Irina Dymarsky [00:39:12]:
So I'm glad that. That was basically my reaction too. So on the holidays, he's like, I got us these tickets. I'm like, okay. So right away, you know, I told you, I'm like this PMP kind of brain. So I'm like, did you plan, did you buy tickets? And goes, oh, no, no, no, no. You can do all that.

Steve Swan [00:39:30]:
You do that.

Irina Dymarsky [00:39:30]:
Because I love, I love to do this. I do that for my family. I'm always planning the vacations. I'm always, you know, like, you know, doing all the research and doing, like, on this day we have this agenda. So anyway. But I loved it. We went it was a trip that my husband and I took. We don't take too many of them because we have young kids, but it was a trip that we took.

Irina Dymarsky [00:39:48]:
It was April, you know, April of last year, we went to Germany. We saw this concert. It was unbelievable. Unreal. So good. Like, just. Just amazing. And yeah, we loved that.

Irina Dymarsky [00:40:02]:
We had a great time. But, yes, he was like, I got you the tickets, you do the rest.

Steve Swan [00:40:07]:
I'm the idea guy. I'm done now. Right? Yeah, yeah.

Irina Dymarsky [00:40:10]:
You know, and, you know, and to translate that, you need those people in company. So, sorry, I'm just going to kind of wrap it all up. You need those idea guys or gals who are going to say, oh, we're going there. Like, we are going to Germany, you know, or whatever. We're going, you know, we're going to that customer. We're going to go to that product, or we're going to, you know, we're going to do that. And then you also need the rest of the folks who are going to make that real. So, truly, when we talked about getting your workforce ready, recognize the strengths.

Irina Dymarsky [00:40:41]:
And so, yeah, in our family, it's definitely.

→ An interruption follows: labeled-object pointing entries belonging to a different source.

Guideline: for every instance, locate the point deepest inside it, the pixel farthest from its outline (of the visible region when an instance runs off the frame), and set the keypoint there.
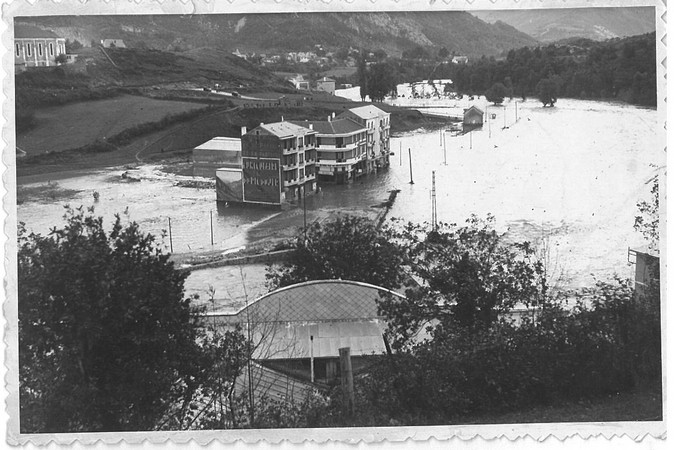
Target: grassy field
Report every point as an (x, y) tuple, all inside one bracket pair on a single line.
[(78, 124)]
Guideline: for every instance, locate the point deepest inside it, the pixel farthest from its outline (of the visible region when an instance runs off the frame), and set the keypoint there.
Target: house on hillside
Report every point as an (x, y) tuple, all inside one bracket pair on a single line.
[(112, 43), (35, 47), (341, 145), (473, 117), (299, 82), (326, 84), (378, 125), (298, 330)]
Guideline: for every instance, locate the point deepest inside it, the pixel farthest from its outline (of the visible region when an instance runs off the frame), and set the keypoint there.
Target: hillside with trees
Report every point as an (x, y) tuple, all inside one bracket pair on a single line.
[(618, 69)]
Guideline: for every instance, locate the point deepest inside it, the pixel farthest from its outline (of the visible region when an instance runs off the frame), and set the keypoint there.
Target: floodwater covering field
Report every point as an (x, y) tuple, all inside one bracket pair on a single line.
[(569, 175), (77, 124)]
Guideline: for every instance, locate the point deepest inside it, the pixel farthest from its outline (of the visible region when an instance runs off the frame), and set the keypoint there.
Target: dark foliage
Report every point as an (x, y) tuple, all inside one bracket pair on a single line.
[(609, 346), (347, 248), (107, 341), (470, 276)]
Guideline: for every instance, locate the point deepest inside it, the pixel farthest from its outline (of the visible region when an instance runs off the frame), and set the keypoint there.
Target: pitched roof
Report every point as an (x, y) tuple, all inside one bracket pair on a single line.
[(367, 112), (335, 126), (284, 129), (25, 31), (221, 143), (473, 108)]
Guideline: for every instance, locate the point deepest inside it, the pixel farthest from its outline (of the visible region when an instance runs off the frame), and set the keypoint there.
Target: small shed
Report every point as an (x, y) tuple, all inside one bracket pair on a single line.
[(298, 330), (647, 268), (473, 117)]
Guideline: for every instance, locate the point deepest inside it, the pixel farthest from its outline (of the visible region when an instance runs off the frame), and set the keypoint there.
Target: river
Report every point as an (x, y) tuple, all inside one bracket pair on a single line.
[(571, 174)]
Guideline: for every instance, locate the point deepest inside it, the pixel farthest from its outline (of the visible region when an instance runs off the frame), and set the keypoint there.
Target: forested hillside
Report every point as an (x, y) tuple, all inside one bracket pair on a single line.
[(618, 69)]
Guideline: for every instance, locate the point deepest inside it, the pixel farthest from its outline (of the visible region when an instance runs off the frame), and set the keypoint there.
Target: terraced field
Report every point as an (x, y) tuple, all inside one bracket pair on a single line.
[(78, 124)]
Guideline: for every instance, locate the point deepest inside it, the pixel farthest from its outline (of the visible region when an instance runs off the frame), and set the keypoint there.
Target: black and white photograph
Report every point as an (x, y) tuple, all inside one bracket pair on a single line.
[(332, 221)]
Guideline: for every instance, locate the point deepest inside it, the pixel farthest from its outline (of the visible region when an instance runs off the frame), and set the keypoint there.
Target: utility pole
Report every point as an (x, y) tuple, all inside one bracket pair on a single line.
[(444, 147), (170, 236), (434, 206), (347, 381), (311, 338), (304, 204), (212, 227), (410, 152)]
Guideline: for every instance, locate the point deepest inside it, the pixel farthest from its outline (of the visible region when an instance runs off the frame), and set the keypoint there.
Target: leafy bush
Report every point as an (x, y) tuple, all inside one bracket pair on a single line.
[(610, 345)]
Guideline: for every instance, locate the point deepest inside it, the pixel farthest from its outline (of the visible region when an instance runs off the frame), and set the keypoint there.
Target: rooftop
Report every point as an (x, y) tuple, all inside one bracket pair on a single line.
[(367, 112), (335, 126), (314, 301), (221, 143), (285, 129)]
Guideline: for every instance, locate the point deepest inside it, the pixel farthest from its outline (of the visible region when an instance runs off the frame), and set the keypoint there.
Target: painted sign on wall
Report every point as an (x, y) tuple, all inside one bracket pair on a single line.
[(262, 180)]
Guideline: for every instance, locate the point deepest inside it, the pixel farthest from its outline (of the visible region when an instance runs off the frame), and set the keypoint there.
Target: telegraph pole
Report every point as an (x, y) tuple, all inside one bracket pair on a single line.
[(434, 206), (411, 179)]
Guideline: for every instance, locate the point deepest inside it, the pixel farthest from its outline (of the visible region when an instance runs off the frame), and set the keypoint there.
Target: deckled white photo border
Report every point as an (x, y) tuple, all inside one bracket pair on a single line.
[(634, 431)]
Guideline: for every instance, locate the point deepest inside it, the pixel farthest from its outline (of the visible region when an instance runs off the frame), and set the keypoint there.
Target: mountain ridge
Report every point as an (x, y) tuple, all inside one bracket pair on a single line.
[(395, 32)]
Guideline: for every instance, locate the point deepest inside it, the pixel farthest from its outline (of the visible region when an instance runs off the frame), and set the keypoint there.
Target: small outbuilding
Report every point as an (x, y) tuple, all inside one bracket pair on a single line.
[(219, 152), (473, 117)]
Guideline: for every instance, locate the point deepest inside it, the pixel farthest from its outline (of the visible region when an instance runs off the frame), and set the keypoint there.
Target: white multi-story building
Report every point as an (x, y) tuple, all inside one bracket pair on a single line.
[(35, 47), (378, 126), (341, 146)]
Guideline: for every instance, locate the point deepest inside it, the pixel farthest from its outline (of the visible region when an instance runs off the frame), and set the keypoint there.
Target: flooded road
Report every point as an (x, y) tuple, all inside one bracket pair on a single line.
[(571, 175)]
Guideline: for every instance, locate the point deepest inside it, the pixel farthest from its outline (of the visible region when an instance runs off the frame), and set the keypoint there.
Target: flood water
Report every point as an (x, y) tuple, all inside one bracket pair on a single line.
[(571, 174)]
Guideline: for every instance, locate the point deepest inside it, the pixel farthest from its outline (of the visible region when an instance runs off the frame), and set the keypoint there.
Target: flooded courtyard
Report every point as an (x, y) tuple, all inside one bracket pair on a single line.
[(569, 175)]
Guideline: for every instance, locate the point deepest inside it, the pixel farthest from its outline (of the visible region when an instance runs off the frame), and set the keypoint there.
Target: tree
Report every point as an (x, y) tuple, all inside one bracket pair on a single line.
[(547, 91), (362, 77), (107, 340), (469, 274), (648, 220), (496, 93), (382, 81), (348, 248)]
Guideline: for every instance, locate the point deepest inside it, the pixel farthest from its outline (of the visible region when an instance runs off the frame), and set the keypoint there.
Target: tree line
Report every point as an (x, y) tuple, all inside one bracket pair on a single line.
[(622, 69)]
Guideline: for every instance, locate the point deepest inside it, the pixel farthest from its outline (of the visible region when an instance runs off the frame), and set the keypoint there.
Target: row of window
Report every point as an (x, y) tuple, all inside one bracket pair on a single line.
[(29, 49)]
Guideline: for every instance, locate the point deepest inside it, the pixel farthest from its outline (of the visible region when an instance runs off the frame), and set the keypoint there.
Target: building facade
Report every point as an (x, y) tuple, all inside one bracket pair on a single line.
[(341, 146), (35, 47), (279, 163), (378, 128)]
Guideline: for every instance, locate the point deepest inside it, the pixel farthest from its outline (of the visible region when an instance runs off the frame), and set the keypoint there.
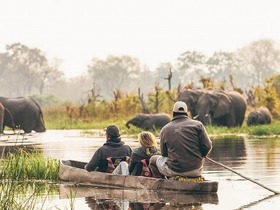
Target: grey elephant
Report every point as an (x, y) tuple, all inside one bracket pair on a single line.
[(23, 113), (149, 121), (191, 97), (222, 108), (259, 116)]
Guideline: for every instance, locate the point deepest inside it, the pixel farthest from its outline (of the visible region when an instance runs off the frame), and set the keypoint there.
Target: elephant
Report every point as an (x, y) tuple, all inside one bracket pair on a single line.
[(260, 116), (191, 97), (149, 121), (23, 113), (222, 108)]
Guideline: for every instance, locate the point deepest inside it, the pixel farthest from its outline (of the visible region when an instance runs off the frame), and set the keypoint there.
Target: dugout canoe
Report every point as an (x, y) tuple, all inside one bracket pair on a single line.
[(73, 171), (135, 195)]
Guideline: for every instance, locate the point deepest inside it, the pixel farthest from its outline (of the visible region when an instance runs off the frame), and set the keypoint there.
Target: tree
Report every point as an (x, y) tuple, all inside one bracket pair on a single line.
[(260, 60), (114, 73), (223, 67)]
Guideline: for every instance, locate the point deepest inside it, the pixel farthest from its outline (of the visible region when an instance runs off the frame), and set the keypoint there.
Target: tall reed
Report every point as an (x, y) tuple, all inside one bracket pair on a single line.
[(23, 165)]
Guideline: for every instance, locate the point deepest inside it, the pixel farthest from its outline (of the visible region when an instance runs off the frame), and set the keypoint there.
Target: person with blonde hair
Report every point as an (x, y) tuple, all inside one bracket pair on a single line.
[(141, 156)]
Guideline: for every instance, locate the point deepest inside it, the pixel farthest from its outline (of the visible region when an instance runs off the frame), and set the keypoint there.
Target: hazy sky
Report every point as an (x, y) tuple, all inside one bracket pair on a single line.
[(154, 31)]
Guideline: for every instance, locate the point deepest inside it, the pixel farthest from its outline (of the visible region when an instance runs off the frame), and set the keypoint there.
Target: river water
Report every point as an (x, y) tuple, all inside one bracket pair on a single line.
[(255, 158)]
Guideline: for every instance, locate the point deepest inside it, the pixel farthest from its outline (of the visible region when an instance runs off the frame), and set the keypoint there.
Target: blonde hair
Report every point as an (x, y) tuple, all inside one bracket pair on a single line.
[(147, 139)]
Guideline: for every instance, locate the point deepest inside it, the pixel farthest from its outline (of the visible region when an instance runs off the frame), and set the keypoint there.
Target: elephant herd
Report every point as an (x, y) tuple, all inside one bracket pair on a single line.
[(211, 107), (21, 113), (218, 108)]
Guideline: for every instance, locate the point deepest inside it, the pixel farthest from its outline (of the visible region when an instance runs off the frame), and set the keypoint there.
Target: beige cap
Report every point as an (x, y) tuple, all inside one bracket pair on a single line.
[(180, 107)]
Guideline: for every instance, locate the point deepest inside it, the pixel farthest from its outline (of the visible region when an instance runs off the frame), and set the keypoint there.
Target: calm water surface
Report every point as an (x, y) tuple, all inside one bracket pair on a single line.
[(258, 159)]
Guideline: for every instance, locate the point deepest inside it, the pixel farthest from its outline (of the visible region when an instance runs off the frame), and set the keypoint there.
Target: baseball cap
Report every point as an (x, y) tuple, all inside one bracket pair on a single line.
[(180, 107), (113, 131)]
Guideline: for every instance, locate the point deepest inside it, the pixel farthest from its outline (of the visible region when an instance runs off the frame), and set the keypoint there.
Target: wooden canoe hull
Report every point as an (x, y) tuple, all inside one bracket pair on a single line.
[(135, 195), (73, 171)]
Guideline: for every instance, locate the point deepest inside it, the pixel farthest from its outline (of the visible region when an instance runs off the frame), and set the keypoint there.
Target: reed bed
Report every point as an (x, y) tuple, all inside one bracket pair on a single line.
[(23, 165)]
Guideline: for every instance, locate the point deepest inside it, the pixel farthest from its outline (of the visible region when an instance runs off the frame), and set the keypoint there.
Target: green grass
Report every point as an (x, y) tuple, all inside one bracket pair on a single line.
[(23, 165)]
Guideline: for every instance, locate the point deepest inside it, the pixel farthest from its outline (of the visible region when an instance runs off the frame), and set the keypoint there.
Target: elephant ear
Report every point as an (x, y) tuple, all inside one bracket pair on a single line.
[(223, 106)]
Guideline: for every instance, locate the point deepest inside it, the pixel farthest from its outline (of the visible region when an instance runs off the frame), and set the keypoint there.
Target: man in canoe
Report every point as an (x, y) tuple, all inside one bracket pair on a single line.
[(184, 144), (113, 149)]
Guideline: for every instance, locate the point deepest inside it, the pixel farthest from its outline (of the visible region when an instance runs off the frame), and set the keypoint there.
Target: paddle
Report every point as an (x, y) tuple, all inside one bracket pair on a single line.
[(230, 169)]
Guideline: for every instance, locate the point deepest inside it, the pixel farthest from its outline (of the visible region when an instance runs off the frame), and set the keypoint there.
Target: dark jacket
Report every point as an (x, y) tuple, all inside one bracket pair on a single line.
[(184, 142), (135, 166), (114, 147)]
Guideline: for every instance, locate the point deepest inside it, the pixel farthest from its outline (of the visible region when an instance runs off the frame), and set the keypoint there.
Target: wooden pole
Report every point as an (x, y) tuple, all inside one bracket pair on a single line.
[(251, 180)]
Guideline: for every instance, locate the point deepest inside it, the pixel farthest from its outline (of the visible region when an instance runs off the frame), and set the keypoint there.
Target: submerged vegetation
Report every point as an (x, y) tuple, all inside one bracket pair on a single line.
[(24, 177), (23, 165)]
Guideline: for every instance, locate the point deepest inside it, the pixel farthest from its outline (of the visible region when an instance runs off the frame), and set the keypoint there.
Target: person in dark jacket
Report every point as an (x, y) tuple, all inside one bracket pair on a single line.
[(113, 147), (147, 149), (184, 144)]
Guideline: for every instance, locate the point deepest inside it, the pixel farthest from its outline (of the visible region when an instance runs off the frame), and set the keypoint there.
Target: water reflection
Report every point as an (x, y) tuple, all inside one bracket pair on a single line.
[(104, 198)]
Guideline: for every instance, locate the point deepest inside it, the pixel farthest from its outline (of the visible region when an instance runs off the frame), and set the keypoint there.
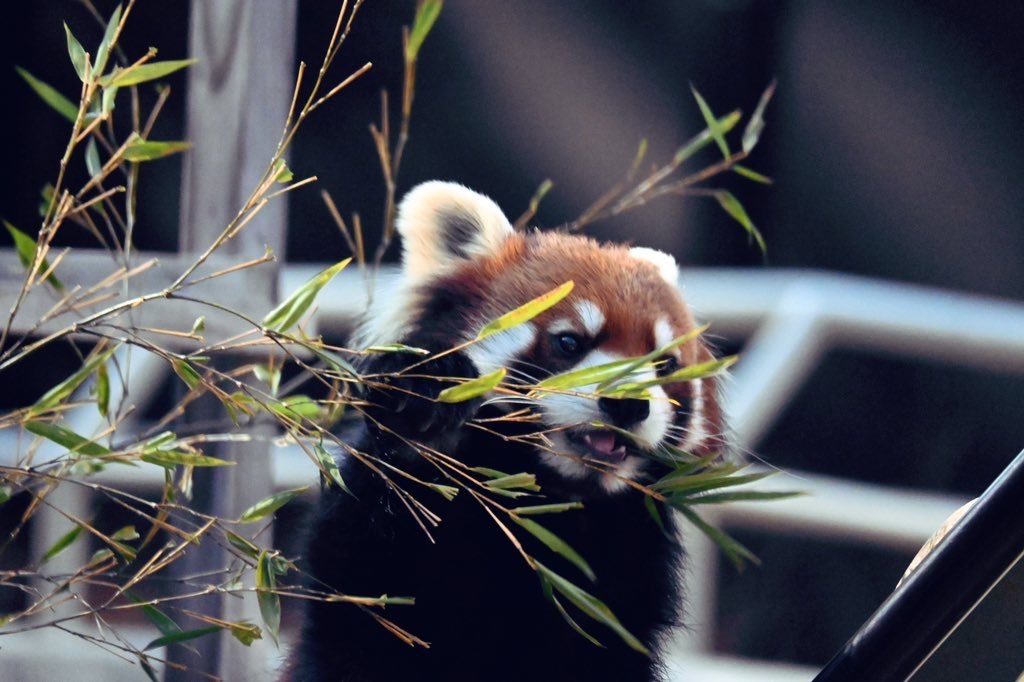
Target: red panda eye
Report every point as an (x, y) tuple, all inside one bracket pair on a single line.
[(569, 345), (667, 365)]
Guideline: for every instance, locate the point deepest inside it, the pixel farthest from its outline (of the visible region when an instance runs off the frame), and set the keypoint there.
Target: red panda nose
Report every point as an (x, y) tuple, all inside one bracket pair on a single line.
[(625, 412)]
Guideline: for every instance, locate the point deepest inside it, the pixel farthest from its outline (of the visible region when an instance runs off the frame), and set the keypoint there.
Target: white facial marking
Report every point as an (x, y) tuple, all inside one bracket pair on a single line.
[(696, 429), (591, 316), (663, 332)]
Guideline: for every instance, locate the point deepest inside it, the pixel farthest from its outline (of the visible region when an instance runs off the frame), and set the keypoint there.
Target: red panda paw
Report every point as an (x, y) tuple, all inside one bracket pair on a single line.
[(402, 392)]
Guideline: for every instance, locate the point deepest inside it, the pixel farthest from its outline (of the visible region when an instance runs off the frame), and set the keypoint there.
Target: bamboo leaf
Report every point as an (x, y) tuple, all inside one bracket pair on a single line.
[(269, 505), (472, 389), (698, 371), (526, 311), (61, 391), (139, 150), (705, 137), (426, 15), (288, 313), (556, 545), (143, 73), (76, 443), (49, 94), (172, 458), (712, 123), (62, 543), (77, 54), (330, 468), (245, 632), (102, 390), (757, 123), (590, 605), (186, 373), (92, 163), (269, 602), (742, 496), (26, 248), (102, 52), (555, 508), (178, 637), (751, 174), (732, 206), (735, 552), (164, 623)]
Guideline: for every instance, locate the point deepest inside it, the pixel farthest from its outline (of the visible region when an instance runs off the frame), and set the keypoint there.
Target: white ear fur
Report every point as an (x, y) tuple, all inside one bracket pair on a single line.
[(666, 263), (442, 223)]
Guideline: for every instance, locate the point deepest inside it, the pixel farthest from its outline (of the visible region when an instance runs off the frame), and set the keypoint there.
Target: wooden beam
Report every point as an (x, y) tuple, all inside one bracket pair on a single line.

My husband's the idea guy, and I'm more like, how do we operationally and compliance regulated, make this work and make it real?

Steve Swan [00:40:51]:
And think about it. You. You being the boss at home, right? I mean, he. If he put it together. Because I know I would have done that. Probably the exact same thing if I put it together. Be like, well, why'd you pick that hotel? Or why are we flying in and out of here? We could fly earlier that day. We don't have to fly that.

Steve Swan [00:41:07]:
You know, whatever. Okay, I got it. You know, so anyway, yeah, I would.

Irina Dymarsky [00:41:11]:
Have done so if you don't know, Scooter, you should check it out.

Steve Swan [00:41:14]:
I will. Yeah. No, I've. My two daughters are in big time into EDM and such, and they go and see those shows all the time. One of them is in the city, New York City, and she goes to see a lot of that stuff. And I think my girls went to. They did. They went to something in Spain a couple of years ago.

Steve Swan [00:41:32]:
They took it. They took two weeks and they traveled to Spain. And I remember seeing pictures from some EDM show they went to, and I think they're off to Tokyo this year. They're going. So, anyway. Well, cool. Well, thank you very much. That was great. I'm glad you joined me on this. Thank you.

Irina Dymarsky [00:41:50]:
Yeah, thanks for having me. I'm really excited to see it all come together and let's continue the conversation.